A Methodist / United Reformed Church Local Ecumenical Project
Loving God Loving People
Pastoral Letter - July 2020
We continue to move slowly forwards in terms of coming out of the restrictions we have been living with for over 3 months. This has been a time of testing for us on many levels including our faith I imagine. I hope you have been able to engage with worship in some form or other – through the television, the radio, YouTube, written services sent by email or printed out. Or maybe you have found your own ways to worship using books, or the nature around you, or just ‘being still’ in God’s presence.
I have valued the telephone conversations I have had with many of you; sometimes these lead to a sharing of spiritual insights and discussion about books we are reading; other times it is good to just get to know you better through a more general chat about what is going on in our lives.
Some books I am reading are challenging ways of thinking that I have held for many years and are making me look more deeply at my relationship with God. One book called ‘Absolute Surrender’ by Andrew Murray, a minister born in South Africa in 1828 (he died in 1917), begins by Murray recalling a conversation he had with a man training Christian workers in Scotland. Murray asked this man what the church most needed. Apparently he answered very quietly, simply and determinedly: ‘Absolute surrender to God is the one thing’.
I wonder how we react to those words? Do you immediately know that there are areas of your life that you haven’t fully surrendered to God? Do you feel that you will never be a good enough Christian to manage it? Or perhaps, you can’t get a handle on what areas of your life need looking at?

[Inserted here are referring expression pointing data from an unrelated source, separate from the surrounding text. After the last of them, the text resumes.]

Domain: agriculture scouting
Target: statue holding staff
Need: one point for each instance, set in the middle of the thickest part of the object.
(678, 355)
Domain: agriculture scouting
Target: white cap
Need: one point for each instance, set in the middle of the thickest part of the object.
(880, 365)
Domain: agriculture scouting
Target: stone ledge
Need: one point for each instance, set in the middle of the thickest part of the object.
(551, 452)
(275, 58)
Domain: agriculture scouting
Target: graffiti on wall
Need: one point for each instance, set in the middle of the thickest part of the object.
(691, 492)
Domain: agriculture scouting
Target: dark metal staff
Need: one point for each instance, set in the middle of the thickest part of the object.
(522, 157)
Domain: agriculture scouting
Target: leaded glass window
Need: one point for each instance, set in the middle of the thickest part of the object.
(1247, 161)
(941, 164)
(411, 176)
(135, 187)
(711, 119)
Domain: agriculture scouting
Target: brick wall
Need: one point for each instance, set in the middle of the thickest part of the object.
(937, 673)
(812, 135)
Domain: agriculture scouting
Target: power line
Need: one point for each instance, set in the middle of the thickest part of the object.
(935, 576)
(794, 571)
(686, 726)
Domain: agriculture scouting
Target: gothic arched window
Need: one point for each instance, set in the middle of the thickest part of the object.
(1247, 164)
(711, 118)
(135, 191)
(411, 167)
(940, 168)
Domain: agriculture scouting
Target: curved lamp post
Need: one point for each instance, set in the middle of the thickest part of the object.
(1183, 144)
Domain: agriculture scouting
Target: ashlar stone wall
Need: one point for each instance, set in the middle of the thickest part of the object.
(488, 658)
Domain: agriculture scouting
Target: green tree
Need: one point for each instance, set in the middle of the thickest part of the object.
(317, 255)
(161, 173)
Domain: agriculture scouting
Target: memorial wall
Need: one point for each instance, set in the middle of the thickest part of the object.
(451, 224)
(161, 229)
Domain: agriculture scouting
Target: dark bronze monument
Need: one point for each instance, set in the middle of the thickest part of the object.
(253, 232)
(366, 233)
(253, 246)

Giving our all to God is not easy, and by our own strength is pretty much impossible, but by God’s grace and by the power of the Holy Spirit, we can trust God that it will be possible. The part we need to play is giving God proper access to our lives through our diligence in reading the Bible and spending time in prayer. This might mean that we need to bow down before God and apologise for our lack of effort – when we do that God will lift us up, dust us down and fill us with his blessings.
It can help to picture ourselves at Jesus’ feet; laying down our self-centredness and our habitual failings, then… (using Murray’s words’):
‘…trust Him (Jesus). Do not worry yourselves with trying to understand all about it, but come in the living faith that Christ will come into you with the power of His death and the power of His life. Then the Holy Spirit will bring the whole Christ – Christ crucified and risen and living in glory – into your heart.’